Le combat contre la biopiraterie pourrait bientôt s’appuyer sur un traité international, si des négociations de plus de 20 ans aboutissent enfin. « Permettez-moi d’être franc : les négociations ne seront pas faciles », a averti Daren Tang, directeur général de l’agence des Nations unies pour la propriété intellectuelle (Ompi), dont les plus de 190 États membres sont réunis à Genève jusqu’au 24 mai pour tenter de trouver un accord par consensus. Mais « nous pouvons montrer qu’il n’y a pas de contradiction entre un régime de propriété intellectuelle solide et prévisible – qui encourage l’innovation, attire les investissements et stimule la recherche – et un régime qui répond aux besoins de tous les pays et de toutes les communautés, y compris ceux des peuples autochtones et des communautés locales », a-t-il ajouté.

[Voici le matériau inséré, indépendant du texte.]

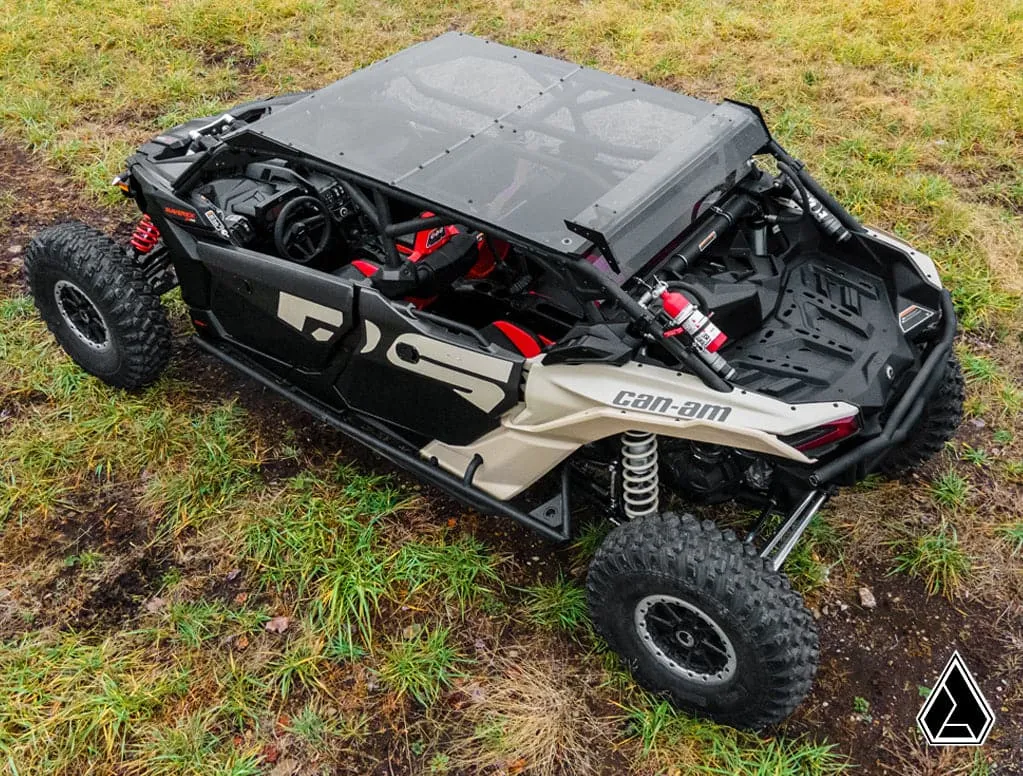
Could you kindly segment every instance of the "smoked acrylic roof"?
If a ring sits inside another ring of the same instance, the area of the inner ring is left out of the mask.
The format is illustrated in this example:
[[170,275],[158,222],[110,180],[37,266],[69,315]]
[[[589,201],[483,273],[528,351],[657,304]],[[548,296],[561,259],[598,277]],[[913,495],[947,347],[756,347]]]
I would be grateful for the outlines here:
[[[447,33],[249,125],[553,250],[650,258],[768,141],[759,115]],[[237,142],[237,140],[236,140]]]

Le projet de traité stipule que les déposants de demandes de brevet seront tenus de divulguer le pays d’origine des ressources génétiques de l’invention et le peuple autochtone ayant fourni les savoirs traditionnels associés. « Il s’agit de lutter contre la biopiraterie, c’est-à-dire l’utilisation de savoirs traditionnels ou de ressources génétiques sans l’accord de ceux qui les détenaient et sans qu’ils puissent en bénéficier », a expliqué le chef de la délégation française, Christophe Bigot.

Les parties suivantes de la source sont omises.